The Most Important Fact About April’s Employment Numbers

The unemployment rate for April was unchanged at 7.2%. Enough full-time jobs were added to keep the rate from rising. If you look at the mainstream headlines, most of them focus on the fact that the economy added 12,500 jobs.

Compared to March’s numbers — which were the worst since February 2009 — some might think, “Well, that’s pretty good! It’s nice that the rate didn’t go up.”

Actually, the numbers are quite awful. The new jobs were all in the public sector: 34,000 of them. The private sector lost 20,000 jobs.

The most important fact about April’s employment numbers is this: Fewer people are going into productive tax-paying work than non-productive tax-consuming work. These numbers imply a weakening economy. Government jobs must be paid for with private sector production.

The economy is down for about 13,000 net jobs for 2013 so far. If you look back since April 2012, there is job growth. Yet looking closer, we see that the government has added 94,000 jobs in that period year. Private sector jobs? Only 10,000.

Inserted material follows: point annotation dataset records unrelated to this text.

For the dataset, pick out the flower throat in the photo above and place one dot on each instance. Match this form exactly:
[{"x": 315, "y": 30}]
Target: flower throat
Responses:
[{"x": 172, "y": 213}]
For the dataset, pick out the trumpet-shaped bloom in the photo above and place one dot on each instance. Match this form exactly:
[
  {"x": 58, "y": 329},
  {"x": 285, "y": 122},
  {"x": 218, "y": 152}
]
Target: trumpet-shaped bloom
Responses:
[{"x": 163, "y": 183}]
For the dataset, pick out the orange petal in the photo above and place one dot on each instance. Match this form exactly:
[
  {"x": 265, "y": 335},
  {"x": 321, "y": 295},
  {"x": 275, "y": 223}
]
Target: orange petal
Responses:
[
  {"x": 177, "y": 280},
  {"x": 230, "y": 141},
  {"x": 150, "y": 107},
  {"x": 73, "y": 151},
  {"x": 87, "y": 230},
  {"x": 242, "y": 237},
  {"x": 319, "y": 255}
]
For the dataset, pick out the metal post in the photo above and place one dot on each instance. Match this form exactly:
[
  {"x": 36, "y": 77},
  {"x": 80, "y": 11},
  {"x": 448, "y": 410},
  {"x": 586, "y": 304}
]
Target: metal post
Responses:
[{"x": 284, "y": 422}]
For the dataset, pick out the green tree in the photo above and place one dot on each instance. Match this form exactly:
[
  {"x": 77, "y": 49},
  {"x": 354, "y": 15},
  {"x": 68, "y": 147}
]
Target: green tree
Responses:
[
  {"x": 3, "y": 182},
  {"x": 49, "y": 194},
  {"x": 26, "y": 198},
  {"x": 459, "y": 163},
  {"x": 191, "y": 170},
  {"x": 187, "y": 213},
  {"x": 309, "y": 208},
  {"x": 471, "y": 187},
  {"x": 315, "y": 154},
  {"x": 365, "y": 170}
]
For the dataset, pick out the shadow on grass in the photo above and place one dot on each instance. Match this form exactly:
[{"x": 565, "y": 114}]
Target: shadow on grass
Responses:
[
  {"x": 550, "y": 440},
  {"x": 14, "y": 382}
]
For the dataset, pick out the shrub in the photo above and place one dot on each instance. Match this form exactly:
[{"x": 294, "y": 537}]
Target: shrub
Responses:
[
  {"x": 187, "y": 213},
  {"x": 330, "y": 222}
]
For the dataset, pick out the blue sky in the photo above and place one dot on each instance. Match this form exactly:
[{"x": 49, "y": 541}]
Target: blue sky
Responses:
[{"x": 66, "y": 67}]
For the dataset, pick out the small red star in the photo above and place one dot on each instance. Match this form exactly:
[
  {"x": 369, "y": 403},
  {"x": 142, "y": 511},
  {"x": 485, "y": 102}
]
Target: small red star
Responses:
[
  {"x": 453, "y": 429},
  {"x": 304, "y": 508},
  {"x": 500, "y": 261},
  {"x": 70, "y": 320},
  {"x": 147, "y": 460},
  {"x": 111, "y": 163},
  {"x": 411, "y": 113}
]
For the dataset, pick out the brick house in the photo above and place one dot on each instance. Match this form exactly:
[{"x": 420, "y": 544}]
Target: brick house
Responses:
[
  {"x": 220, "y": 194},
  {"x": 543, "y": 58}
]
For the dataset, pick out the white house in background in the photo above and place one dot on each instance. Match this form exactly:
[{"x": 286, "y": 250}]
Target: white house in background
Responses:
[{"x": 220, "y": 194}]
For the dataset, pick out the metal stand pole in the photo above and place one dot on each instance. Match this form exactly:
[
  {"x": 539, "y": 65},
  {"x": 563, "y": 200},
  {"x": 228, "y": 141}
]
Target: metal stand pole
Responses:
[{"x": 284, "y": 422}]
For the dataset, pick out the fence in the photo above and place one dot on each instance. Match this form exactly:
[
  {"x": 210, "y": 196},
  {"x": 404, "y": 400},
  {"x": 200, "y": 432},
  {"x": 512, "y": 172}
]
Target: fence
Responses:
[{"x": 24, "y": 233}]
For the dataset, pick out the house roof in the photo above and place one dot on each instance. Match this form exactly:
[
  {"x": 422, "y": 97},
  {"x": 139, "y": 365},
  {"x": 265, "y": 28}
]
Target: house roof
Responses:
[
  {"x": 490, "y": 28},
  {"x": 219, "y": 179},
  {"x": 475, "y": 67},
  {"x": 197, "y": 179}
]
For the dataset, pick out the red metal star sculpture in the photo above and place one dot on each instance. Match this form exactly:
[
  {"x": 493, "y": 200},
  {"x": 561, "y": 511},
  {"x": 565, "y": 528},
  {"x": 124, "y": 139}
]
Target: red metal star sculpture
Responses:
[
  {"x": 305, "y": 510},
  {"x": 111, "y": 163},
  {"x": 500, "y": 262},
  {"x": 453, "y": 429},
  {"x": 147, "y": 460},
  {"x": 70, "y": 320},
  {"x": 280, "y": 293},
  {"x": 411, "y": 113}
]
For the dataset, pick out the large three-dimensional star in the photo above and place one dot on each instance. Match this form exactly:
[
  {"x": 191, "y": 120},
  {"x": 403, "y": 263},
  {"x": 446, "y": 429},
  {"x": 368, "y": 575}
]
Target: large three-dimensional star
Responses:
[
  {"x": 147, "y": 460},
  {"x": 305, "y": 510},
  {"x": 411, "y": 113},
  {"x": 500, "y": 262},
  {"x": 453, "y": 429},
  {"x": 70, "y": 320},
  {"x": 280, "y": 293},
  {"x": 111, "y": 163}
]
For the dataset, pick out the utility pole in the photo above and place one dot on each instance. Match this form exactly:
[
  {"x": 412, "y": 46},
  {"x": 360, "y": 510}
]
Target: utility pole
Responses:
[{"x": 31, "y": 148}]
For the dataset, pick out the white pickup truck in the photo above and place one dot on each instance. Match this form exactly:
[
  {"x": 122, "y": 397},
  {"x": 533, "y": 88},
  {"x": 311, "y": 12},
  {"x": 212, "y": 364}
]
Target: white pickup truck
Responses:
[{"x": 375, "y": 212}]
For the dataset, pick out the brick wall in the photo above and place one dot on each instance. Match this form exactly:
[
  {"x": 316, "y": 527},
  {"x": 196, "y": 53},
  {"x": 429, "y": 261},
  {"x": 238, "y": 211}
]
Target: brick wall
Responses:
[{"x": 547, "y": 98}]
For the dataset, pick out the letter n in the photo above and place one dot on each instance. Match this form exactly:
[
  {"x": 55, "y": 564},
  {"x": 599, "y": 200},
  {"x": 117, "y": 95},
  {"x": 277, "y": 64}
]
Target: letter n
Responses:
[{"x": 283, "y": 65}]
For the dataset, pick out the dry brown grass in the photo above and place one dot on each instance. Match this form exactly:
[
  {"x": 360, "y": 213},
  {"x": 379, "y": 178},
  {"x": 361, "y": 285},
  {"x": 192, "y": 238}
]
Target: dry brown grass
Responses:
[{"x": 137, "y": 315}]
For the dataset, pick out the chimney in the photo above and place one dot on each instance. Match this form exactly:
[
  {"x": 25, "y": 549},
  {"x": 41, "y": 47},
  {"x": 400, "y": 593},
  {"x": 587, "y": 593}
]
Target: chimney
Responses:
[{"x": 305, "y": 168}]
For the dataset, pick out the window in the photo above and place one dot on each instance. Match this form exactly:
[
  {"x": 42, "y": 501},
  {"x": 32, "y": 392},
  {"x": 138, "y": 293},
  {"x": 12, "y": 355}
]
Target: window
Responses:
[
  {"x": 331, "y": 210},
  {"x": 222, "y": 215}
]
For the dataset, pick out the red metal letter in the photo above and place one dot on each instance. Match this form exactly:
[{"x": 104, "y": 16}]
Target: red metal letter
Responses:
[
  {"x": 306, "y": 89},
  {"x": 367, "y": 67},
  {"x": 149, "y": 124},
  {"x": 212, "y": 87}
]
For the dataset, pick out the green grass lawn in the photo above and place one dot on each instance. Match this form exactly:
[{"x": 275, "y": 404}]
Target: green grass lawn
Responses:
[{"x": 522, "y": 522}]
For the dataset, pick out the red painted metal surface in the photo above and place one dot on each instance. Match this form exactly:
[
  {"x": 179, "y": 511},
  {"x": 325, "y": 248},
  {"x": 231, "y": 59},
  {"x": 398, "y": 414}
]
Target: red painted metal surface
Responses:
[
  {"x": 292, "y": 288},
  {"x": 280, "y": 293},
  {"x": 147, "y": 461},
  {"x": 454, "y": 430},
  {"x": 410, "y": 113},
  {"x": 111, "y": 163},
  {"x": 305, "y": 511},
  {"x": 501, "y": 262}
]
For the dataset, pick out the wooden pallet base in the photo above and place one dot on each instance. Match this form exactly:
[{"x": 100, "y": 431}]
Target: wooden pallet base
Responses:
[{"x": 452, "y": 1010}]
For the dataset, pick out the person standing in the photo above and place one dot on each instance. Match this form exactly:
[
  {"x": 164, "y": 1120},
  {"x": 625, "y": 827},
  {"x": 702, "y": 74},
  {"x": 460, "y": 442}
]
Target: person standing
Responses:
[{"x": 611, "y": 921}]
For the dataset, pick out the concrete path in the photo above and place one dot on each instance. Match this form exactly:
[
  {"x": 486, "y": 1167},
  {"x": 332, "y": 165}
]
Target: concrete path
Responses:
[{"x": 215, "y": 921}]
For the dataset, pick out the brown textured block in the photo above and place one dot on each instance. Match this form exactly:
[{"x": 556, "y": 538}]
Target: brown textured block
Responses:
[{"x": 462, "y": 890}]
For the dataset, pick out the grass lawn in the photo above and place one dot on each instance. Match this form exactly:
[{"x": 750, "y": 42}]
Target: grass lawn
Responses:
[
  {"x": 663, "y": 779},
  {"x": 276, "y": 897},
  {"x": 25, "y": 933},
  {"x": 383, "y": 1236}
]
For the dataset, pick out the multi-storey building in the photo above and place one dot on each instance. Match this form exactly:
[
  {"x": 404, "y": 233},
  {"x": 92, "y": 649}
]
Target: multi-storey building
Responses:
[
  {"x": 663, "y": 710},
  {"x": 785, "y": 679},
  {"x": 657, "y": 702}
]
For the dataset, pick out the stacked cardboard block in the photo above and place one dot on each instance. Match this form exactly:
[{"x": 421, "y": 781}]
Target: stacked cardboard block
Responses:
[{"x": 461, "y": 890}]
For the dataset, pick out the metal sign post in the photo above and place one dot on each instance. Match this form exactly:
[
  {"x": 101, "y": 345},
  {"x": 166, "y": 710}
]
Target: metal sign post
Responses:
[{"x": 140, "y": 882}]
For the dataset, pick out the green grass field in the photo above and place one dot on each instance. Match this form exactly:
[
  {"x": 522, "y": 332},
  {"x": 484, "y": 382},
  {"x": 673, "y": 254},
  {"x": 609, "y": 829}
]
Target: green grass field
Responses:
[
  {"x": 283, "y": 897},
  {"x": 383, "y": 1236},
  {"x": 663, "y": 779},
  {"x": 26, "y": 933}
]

It is important to understand that just “creating jobs” should not be a goal of policy. Any job is not inherently valuable. Instead, what matters is creating wealth.

The buying and not-buying of consumers normally determines what should be produced, but no one “buys” government services. Public sector jobs earn wages and that money gets spent in the economy, but the consumer does not voluntarily pay the government for the goods and services produced by these jobs. Therefore, it cannot be said that government jobs provide any economic value at all.

Practically speaking, this accounts for why all governments are characterized by incompetence, arrogance, inefficiency, carelessness, and poor service. Government jobs are just subsidies for production with no regard to the consumer.

For the past year, the parasite has been growing at the expense of a progressively weaker host. This cannot continue if we want to see a stronger Canadian economy.